Active Health Checks (Registry → Service)
Registry polls: GET http://payment-service-pod:8080/health
Response: 200 OK { "status": "UP" }
If poll fails 3x in a row → deregister instance
Passive Health Checks (Client → Service)
Client calls payment-service:8080 → 500 error
Circuit breaker counts failure
After threshold → remove from load balancing rotation
Kubernetes Health Probes
apiVersion: v1
kind: Pod
metadata:
name: payment-pod
spec:
containers:
- name: payment
livenessProbe: # Is app alive?
httpGet:
path: /health/live
port: 8080
initialDelaySeconds: 10
periodSeconds: 10
readinessProbe: # Is app ready for traffic?
httpGet:
path: /health/ready
port: 8080
initialDelaySeconds: 5
periodSeconds: 5
Behavior:
- Liveness fails → Kubelet restarts pod
- Readiness fails → Service removes pod from endpoints; no traffic sent
Client-Side Load Balancing Library
Spring Cloud LoadBalancer (modern replacement for Ribbon):
@Configuration
public class LoadBalancerConfig {
@Bean
public RestTemplate restTemplate(RestTemplateBuilder builder) {
return builder
.interceptors((request, body, execution) -> {
// LoadBalancer intercepts; resolves service name via DiscoveryClient
return execution.execute(request, body);
})
.build();
}
}
@RestController
public class OrderController {
@Bean
public RestTemplate restTemplate() {
return new RestTemplate();
}
@Autowired
private RestTemplate restTemplate;
@GetMapping("/orders")
public List<Payment> getPayments() {
// LoadBalancer resolves "payment-service" to actual IP
return restTemplate.getForObject(
"http://payment-service/api/payments",
List.class
);
}
}
When to Use Each Pattern
| Pattern | Use When |
|---|---|
| Kubernetes DNS | Running in Kubernetes; simplest option; recommended default |
| Client-side (Eureka) | Not in Kubernetes; need sophisticated routing logic (canary, affinity) |
| Server-side (Consul) | Multi-DC; need strong health checks; legacy infrastructure |
| Service Mesh (Istio) | Large microservices fleet; want decoupling from discovery mechanism; language diversity |
Why not just use a load balancer IP (VIP) for every service?
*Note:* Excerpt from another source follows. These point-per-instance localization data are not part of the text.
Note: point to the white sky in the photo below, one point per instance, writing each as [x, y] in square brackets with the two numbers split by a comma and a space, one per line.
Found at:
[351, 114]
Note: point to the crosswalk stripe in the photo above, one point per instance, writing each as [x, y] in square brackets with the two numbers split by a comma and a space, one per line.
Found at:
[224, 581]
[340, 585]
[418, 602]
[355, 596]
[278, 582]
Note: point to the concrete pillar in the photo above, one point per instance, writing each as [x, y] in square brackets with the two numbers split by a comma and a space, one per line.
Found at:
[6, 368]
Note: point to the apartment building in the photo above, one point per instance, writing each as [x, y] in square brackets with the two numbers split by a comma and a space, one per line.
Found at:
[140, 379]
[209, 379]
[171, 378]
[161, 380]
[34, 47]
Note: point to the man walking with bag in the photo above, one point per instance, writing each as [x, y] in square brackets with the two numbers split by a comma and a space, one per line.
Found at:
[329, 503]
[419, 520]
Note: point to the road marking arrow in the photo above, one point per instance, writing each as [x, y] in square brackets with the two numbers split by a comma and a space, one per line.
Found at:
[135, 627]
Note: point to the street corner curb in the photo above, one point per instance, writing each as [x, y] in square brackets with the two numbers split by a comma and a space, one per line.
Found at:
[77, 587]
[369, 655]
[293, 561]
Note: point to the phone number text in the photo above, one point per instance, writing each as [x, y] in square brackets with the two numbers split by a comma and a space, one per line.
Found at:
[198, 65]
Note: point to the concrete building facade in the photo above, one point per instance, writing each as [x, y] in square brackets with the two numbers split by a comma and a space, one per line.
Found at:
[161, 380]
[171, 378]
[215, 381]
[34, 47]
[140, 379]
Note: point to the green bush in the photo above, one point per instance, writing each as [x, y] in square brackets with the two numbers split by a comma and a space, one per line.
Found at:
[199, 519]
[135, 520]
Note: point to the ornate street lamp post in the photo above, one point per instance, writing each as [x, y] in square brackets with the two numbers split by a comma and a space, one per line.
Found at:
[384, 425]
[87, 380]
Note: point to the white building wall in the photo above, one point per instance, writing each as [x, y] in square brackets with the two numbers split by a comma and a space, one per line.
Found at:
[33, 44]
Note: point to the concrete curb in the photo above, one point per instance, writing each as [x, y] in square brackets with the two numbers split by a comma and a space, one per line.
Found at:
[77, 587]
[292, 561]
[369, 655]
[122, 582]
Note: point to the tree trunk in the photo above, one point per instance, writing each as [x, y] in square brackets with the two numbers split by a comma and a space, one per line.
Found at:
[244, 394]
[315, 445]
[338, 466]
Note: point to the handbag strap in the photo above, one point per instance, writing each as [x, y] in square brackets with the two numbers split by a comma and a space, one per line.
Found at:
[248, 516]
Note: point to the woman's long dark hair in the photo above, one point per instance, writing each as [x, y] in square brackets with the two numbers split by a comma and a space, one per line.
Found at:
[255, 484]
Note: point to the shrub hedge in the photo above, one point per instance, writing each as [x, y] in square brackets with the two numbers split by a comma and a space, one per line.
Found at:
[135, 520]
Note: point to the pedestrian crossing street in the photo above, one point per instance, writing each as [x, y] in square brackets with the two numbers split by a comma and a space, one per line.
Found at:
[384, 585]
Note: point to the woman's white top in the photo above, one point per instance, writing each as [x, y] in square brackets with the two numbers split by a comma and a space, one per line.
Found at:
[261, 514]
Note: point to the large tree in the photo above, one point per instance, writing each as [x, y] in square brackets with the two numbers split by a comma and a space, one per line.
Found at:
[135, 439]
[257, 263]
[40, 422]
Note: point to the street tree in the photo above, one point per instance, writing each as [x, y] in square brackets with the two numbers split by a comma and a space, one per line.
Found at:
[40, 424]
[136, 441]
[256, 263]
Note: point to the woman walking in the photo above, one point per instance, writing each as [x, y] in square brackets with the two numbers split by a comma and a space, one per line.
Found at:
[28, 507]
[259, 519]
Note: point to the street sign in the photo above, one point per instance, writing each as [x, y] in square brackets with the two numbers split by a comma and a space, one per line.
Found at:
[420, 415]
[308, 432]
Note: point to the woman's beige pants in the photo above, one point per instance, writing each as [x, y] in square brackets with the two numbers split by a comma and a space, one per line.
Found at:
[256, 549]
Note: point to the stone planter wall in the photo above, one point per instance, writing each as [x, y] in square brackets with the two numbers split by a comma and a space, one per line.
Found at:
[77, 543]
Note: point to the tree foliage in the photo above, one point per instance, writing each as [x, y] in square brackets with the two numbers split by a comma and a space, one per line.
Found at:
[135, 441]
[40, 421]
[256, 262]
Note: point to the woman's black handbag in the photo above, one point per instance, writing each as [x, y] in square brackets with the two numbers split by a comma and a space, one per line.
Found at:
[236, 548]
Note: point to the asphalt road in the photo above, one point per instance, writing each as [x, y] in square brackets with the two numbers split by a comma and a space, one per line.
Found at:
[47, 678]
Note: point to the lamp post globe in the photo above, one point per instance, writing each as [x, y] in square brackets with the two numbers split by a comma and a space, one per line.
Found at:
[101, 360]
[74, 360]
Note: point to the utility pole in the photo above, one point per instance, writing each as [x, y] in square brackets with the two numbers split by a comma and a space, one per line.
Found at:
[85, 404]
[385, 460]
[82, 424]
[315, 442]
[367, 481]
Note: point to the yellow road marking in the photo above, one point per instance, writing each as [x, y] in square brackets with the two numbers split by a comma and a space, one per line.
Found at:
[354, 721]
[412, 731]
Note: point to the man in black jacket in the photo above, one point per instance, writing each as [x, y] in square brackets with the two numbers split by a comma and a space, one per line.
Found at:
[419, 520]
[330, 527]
VIPs work but don't scale: in Kubernetes with 500 microservices, managing 500 VIPs is operational overhead. DNS + CoreDNS scales naturally; new service = new DNS record, automatic.
How does Kubernetes CoreDNS differ from Consul?
CoreDNS is Kubernetes-native; scales well for K8s workloads; limited health checks. Consul is external; multi-cloud; richer API; more overhead. For Kubernetes, CoreDNS is sufficient; use Consul only if multi-cloud or on-prem hybrid.
Can I use Round-Robin load balancing with long-lived connections?
No; will saturate old instances. Use Least Connections instead, or IP Hash for session affinity.
How does Istio's load balancing differ from Kubernetes service load balancing?
Kubernetes service load balancing is basic (round-robin at kube-proxy). Istio adds circuit breaker, canary weights, outlier detection, and observability without application code changes.